O te dedicas a vivir tu vida y a priorizarte a ti mismo (no digo que dejes de verla, si no que marques unos límites sanos para que ella no sea el centro de tu vida) y te dediques a hacer cosas que a ti te gustan, como ir al cine, leer o qué sé yo, procurando también no quedarte mucho a solas (de manera sutil, lo suficiente para verla pero que no se de cuenta de que la «evitas») hasta que ella y tú os aclaréis.
O si estás en un ambiente donde ella representa mucho para ti (por ejemplo, yo cuando estuve de Erasmus, los amigos de allí quedábamos todos hasta para ir al supermercado) haz de tripas corazón e imponte, demuestrate que por mucho que la quieras tu salud mental está por delante de su indecisión.

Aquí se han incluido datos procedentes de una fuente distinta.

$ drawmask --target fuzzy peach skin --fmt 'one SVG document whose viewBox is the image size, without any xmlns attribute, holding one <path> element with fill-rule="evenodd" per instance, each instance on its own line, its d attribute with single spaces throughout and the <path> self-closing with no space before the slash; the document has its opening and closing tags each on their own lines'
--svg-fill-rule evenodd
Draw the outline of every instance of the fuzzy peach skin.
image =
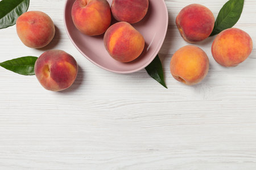
<svg viewBox="0 0 256 170">
<path fill-rule="evenodd" d="M 75 58 L 64 51 L 50 50 L 43 53 L 35 63 L 35 73 L 42 86 L 53 91 L 69 87 L 77 75 Z"/>
<path fill-rule="evenodd" d="M 55 34 L 51 18 L 41 11 L 32 11 L 21 15 L 16 21 L 16 30 L 22 42 L 32 48 L 48 44 Z"/>
<path fill-rule="evenodd" d="M 177 50 L 170 63 L 171 73 L 175 79 L 187 85 L 201 82 L 209 70 L 209 58 L 200 48 L 187 45 Z"/>
<path fill-rule="evenodd" d="M 191 4 L 180 11 L 176 24 L 186 41 L 195 42 L 209 37 L 213 30 L 214 17 L 205 6 Z"/>
<path fill-rule="evenodd" d="M 104 41 L 110 56 L 121 62 L 138 58 L 145 45 L 142 35 L 126 22 L 119 22 L 109 27 L 105 33 Z"/>
<path fill-rule="evenodd" d="M 130 24 L 137 23 L 146 15 L 148 9 L 148 0 L 113 0 L 111 11 L 119 22 Z"/>
<path fill-rule="evenodd" d="M 104 33 L 111 23 L 110 7 L 106 0 L 76 0 L 71 15 L 76 27 L 89 36 Z"/>
<path fill-rule="evenodd" d="M 253 50 L 253 40 L 245 31 L 232 28 L 222 31 L 212 45 L 215 61 L 225 67 L 234 67 L 245 61 Z"/>
</svg>

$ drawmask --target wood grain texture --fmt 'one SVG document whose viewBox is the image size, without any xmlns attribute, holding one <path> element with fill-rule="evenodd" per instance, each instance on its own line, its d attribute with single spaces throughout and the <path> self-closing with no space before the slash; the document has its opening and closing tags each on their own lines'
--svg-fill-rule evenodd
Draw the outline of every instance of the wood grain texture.
<svg viewBox="0 0 256 170">
<path fill-rule="evenodd" d="M 159 52 L 165 89 L 144 70 L 122 75 L 96 66 L 66 35 L 65 1 L 31 1 L 29 10 L 52 19 L 55 39 L 42 49 L 31 49 L 15 26 L 1 29 L 0 62 L 59 49 L 74 56 L 80 71 L 70 88 L 53 92 L 34 76 L 0 68 L 0 169 L 255 170 L 255 47 L 245 62 L 227 69 L 211 55 L 214 37 L 196 44 L 210 66 L 195 86 L 176 81 L 169 70 L 172 55 L 188 44 L 175 24 L 179 11 L 201 3 L 216 18 L 226 1 L 165 1 L 169 25 Z M 235 26 L 254 42 L 255 8 L 255 0 L 245 1 Z"/>
</svg>

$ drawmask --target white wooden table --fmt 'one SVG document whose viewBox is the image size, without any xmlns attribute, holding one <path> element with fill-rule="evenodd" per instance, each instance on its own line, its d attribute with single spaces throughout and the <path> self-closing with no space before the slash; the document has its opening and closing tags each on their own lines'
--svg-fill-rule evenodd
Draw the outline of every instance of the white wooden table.
<svg viewBox="0 0 256 170">
<path fill-rule="evenodd" d="M 158 0 L 155 0 L 158 1 Z M 51 49 L 75 57 L 75 84 L 45 90 L 35 76 L 0 68 L 0 169 L 256 169 L 256 50 L 234 68 L 217 64 L 214 37 L 196 44 L 210 70 L 195 86 L 170 73 L 172 55 L 187 45 L 175 24 L 185 6 L 197 3 L 215 18 L 226 0 L 166 0 L 169 26 L 159 52 L 166 90 L 145 70 L 123 75 L 88 61 L 73 46 L 63 23 L 65 0 L 32 0 L 28 10 L 48 14 L 56 27 L 51 44 L 26 47 L 15 26 L 0 30 L 0 62 L 39 56 Z M 256 1 L 246 0 L 236 27 L 256 44 Z"/>
</svg>

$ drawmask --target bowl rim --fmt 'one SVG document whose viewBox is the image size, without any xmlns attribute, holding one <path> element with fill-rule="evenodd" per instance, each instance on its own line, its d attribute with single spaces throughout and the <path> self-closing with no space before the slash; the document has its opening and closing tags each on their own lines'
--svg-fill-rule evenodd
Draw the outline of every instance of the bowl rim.
<svg viewBox="0 0 256 170">
<path fill-rule="evenodd" d="M 65 3 L 65 5 L 64 5 L 64 8 L 63 10 L 63 18 L 64 18 L 64 27 L 65 27 L 65 30 L 66 31 L 66 32 L 68 34 L 68 36 L 69 39 L 69 40 L 71 41 L 71 42 L 72 42 L 73 45 L 76 47 L 76 48 L 79 51 L 79 52 L 82 55 L 84 56 L 87 60 L 88 60 L 89 61 L 90 61 L 92 63 L 93 63 L 93 64 L 94 64 L 95 65 L 97 66 L 98 67 L 105 69 L 105 70 L 110 71 L 110 72 L 113 72 L 113 73 L 120 73 L 120 74 L 130 74 L 130 73 L 135 73 L 137 71 L 138 71 L 141 70 L 142 70 L 143 69 L 144 69 L 145 67 L 146 67 L 150 63 L 151 63 L 151 62 L 154 60 L 154 59 L 155 59 L 155 58 L 156 57 L 156 56 L 158 55 L 158 53 L 160 51 L 160 49 L 161 49 L 162 46 L 163 46 L 163 44 L 164 41 L 164 40 L 166 39 L 166 34 L 167 32 L 167 28 L 168 28 L 168 22 L 169 22 L 169 16 L 168 16 L 168 9 L 167 7 L 166 6 L 166 3 L 164 2 L 164 0 L 160 0 L 160 2 L 163 3 L 163 5 L 165 7 L 165 10 L 164 10 L 164 12 L 165 12 L 165 15 L 166 15 L 167 16 L 167 20 L 166 20 L 166 24 L 164 26 L 164 36 L 163 37 L 163 38 L 162 39 L 162 40 L 161 40 L 159 44 L 159 45 L 156 48 L 156 49 L 155 50 L 154 53 L 153 53 L 153 54 L 152 54 L 152 56 L 155 56 L 154 57 L 151 57 L 150 60 L 148 60 L 148 62 L 147 62 L 146 63 L 144 63 L 144 65 L 142 65 L 141 66 L 140 66 L 139 67 L 136 69 L 133 69 L 131 70 L 128 70 L 128 71 L 116 71 L 116 70 L 111 70 L 108 68 L 106 68 L 105 67 L 102 66 L 101 65 L 98 64 L 97 63 L 96 63 L 96 62 L 94 62 L 94 61 L 93 61 L 90 57 L 89 57 L 88 56 L 87 56 L 76 45 L 76 44 L 75 43 L 75 42 L 74 41 L 74 40 L 73 40 L 73 39 L 71 37 L 71 34 L 69 33 L 69 32 L 68 31 L 68 27 L 67 25 L 67 22 L 66 22 L 66 20 L 65 20 L 65 14 L 66 14 L 66 11 L 67 11 L 67 3 L 68 3 L 68 1 L 71 1 L 71 0 L 66 0 L 66 2 Z M 110 5 L 111 6 L 111 5 Z"/>
</svg>

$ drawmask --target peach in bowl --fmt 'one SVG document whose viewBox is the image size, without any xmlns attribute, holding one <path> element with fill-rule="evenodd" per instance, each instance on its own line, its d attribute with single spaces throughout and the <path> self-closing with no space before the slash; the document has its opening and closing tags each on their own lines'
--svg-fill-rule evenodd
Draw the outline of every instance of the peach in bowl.
<svg viewBox="0 0 256 170">
<path fill-rule="evenodd" d="M 65 27 L 71 41 L 88 60 L 106 70 L 122 74 L 138 71 L 149 65 L 158 54 L 168 27 L 168 11 L 164 0 L 149 0 L 148 9 L 142 20 L 131 24 L 143 37 L 144 47 L 135 60 L 122 62 L 110 56 L 105 48 L 104 33 L 89 36 L 76 27 L 72 18 L 72 5 L 76 0 L 67 0 L 64 8 Z M 108 0 L 109 5 L 112 0 Z M 112 17 L 111 25 L 117 23 Z"/>
</svg>

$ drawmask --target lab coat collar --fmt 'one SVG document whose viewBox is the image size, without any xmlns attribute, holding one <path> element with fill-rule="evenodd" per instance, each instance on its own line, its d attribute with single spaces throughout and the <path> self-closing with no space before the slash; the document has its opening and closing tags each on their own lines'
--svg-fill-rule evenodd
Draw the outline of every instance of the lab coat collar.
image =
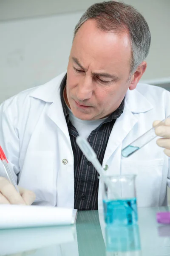
<svg viewBox="0 0 170 256">
<path fill-rule="evenodd" d="M 30 96 L 46 102 L 52 103 L 60 100 L 60 91 L 61 83 L 66 72 L 62 73 L 45 84 L 35 88 Z"/>
</svg>

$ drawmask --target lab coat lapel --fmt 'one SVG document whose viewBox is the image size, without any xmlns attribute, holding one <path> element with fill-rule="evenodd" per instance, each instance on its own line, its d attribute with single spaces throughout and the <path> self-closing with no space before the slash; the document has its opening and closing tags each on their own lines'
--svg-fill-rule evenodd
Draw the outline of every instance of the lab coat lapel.
<svg viewBox="0 0 170 256">
<path fill-rule="evenodd" d="M 107 162 L 137 121 L 125 102 L 123 113 L 116 120 L 110 135 L 103 163 Z"/>
<path fill-rule="evenodd" d="M 126 94 L 123 113 L 113 125 L 103 159 L 104 164 L 114 153 L 138 122 L 137 115 L 153 108 L 152 104 L 137 89 L 128 90 Z"/>
</svg>

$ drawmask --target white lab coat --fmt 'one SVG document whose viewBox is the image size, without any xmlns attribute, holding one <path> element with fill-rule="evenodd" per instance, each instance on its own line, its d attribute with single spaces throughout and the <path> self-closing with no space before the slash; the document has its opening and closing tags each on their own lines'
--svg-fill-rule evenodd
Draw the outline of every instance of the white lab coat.
<svg viewBox="0 0 170 256">
<path fill-rule="evenodd" d="M 74 207 L 74 155 L 60 97 L 65 73 L 44 85 L 8 99 L 0 108 L 0 145 L 18 184 L 34 191 L 35 204 Z M 170 114 L 170 93 L 138 84 L 128 90 L 124 112 L 116 121 L 103 161 L 108 174 L 136 173 L 139 207 L 167 204 L 169 158 L 152 140 L 128 158 L 121 149 Z M 64 164 L 63 159 L 68 163 Z M 1 168 L 0 168 L 1 167 Z M 4 176 L 0 166 L 0 176 Z M 102 204 L 101 184 L 99 208 Z"/>
</svg>

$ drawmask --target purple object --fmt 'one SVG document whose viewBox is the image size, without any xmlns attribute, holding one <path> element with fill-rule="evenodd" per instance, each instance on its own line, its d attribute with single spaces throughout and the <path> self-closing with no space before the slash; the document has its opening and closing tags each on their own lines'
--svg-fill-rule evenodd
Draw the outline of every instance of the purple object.
<svg viewBox="0 0 170 256">
<path fill-rule="evenodd" d="M 170 224 L 170 212 L 157 212 L 156 219 L 159 223 Z"/>
</svg>

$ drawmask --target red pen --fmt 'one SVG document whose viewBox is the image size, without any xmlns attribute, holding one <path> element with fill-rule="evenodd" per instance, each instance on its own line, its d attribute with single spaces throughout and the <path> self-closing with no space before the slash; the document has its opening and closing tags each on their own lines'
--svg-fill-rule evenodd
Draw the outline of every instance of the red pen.
<svg viewBox="0 0 170 256">
<path fill-rule="evenodd" d="M 1 147 L 0 146 L 0 159 L 1 160 L 2 163 L 4 167 L 5 171 L 6 173 L 8 178 L 11 183 L 14 186 L 17 191 L 19 193 L 18 188 L 16 183 L 14 179 L 12 174 L 11 172 L 11 170 L 9 167 L 8 161 L 6 157 L 4 151 Z"/>
</svg>

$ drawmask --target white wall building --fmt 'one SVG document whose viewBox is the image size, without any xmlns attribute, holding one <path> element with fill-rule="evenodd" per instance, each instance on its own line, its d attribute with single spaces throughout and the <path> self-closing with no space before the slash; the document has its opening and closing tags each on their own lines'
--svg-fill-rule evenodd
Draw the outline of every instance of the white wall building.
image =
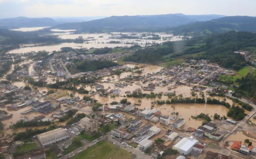
<svg viewBox="0 0 256 159">
<path fill-rule="evenodd" d="M 193 147 L 198 142 L 194 139 L 193 136 L 189 138 L 183 138 L 177 143 L 173 146 L 173 149 L 177 150 L 180 154 L 187 155 L 193 149 Z"/>
<path fill-rule="evenodd" d="M 166 126 L 170 124 L 170 117 L 169 116 L 161 115 L 159 119 L 161 124 Z"/>
<path fill-rule="evenodd" d="M 184 124 L 185 124 L 185 119 L 179 119 L 173 123 L 173 127 L 176 128 L 178 128 Z"/>
</svg>

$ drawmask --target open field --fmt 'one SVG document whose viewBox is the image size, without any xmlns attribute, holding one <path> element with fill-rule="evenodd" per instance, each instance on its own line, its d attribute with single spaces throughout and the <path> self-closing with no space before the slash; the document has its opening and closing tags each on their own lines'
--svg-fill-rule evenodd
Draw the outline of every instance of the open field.
<svg viewBox="0 0 256 159">
<path fill-rule="evenodd" d="M 35 143 L 25 143 L 23 146 L 18 147 L 16 152 L 27 151 L 36 148 L 37 146 Z"/>
<path fill-rule="evenodd" d="M 251 71 L 252 72 L 255 72 L 255 69 L 253 69 L 253 68 L 255 68 L 255 67 L 252 66 L 245 66 L 237 72 L 237 74 L 241 76 L 245 76 L 247 75 L 248 73 L 251 72 Z"/>
<path fill-rule="evenodd" d="M 109 126 L 109 127 L 107 126 L 108 125 Z M 117 126 L 114 124 L 109 124 L 107 125 L 105 125 L 103 126 L 100 127 L 99 128 L 99 130 L 106 134 L 109 131 L 116 128 L 117 127 Z"/>
<path fill-rule="evenodd" d="M 79 134 L 78 136 L 88 141 L 91 142 L 101 137 L 101 134 L 99 133 L 97 133 L 95 134 L 94 135 L 92 136 L 87 134 L 86 133 L 84 133 L 82 134 Z"/>
<path fill-rule="evenodd" d="M 122 159 L 132 158 L 132 154 L 129 152 L 106 140 L 99 142 L 71 158 L 108 159 L 110 158 Z"/>
</svg>

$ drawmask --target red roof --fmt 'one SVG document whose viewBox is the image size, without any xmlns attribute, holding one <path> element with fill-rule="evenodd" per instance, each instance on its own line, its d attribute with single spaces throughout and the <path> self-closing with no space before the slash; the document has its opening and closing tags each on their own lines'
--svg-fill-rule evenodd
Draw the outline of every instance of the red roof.
<svg viewBox="0 0 256 159">
<path fill-rule="evenodd" d="M 234 143 L 231 146 L 231 149 L 238 151 L 240 149 L 242 144 L 242 142 L 240 141 L 234 141 Z"/>
<path fill-rule="evenodd" d="M 204 146 L 200 144 L 196 144 L 194 147 L 199 149 L 203 149 L 204 148 Z"/>
</svg>

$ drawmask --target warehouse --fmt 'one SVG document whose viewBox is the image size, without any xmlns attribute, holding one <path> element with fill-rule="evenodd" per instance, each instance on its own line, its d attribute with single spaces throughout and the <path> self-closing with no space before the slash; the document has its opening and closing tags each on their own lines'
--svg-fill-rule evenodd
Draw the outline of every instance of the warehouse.
<svg viewBox="0 0 256 159">
<path fill-rule="evenodd" d="M 65 129 L 60 128 L 38 135 L 37 137 L 42 145 L 45 146 L 70 136 Z"/>
<path fill-rule="evenodd" d="M 173 149 L 177 150 L 180 154 L 187 155 L 193 149 L 193 147 L 198 142 L 193 136 L 183 138 L 175 145 L 173 146 Z"/>
</svg>

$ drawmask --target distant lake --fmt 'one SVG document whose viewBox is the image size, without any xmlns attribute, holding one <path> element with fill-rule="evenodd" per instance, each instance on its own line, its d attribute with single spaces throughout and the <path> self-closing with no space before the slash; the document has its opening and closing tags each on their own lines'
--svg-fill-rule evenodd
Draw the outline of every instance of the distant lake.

Igualmente lo mejor que te puedo decir es que mires las cosas fríamente y que cuando estés calmado te comuniques con ella (comunicarse NO SIGNIFICA reprochar que me haces o me dejas de hacer si no construir una conversación que sirva para conoceros mejor).
Esta comunicación (a priori incómoda) tiene que servir para romper una ilusión o para construir algo bonito los dos. PERO fíate de tu instinto y hazlo con la cabeza fría y las ideas claras.
¡Mucho ánimo, ya nos contarás!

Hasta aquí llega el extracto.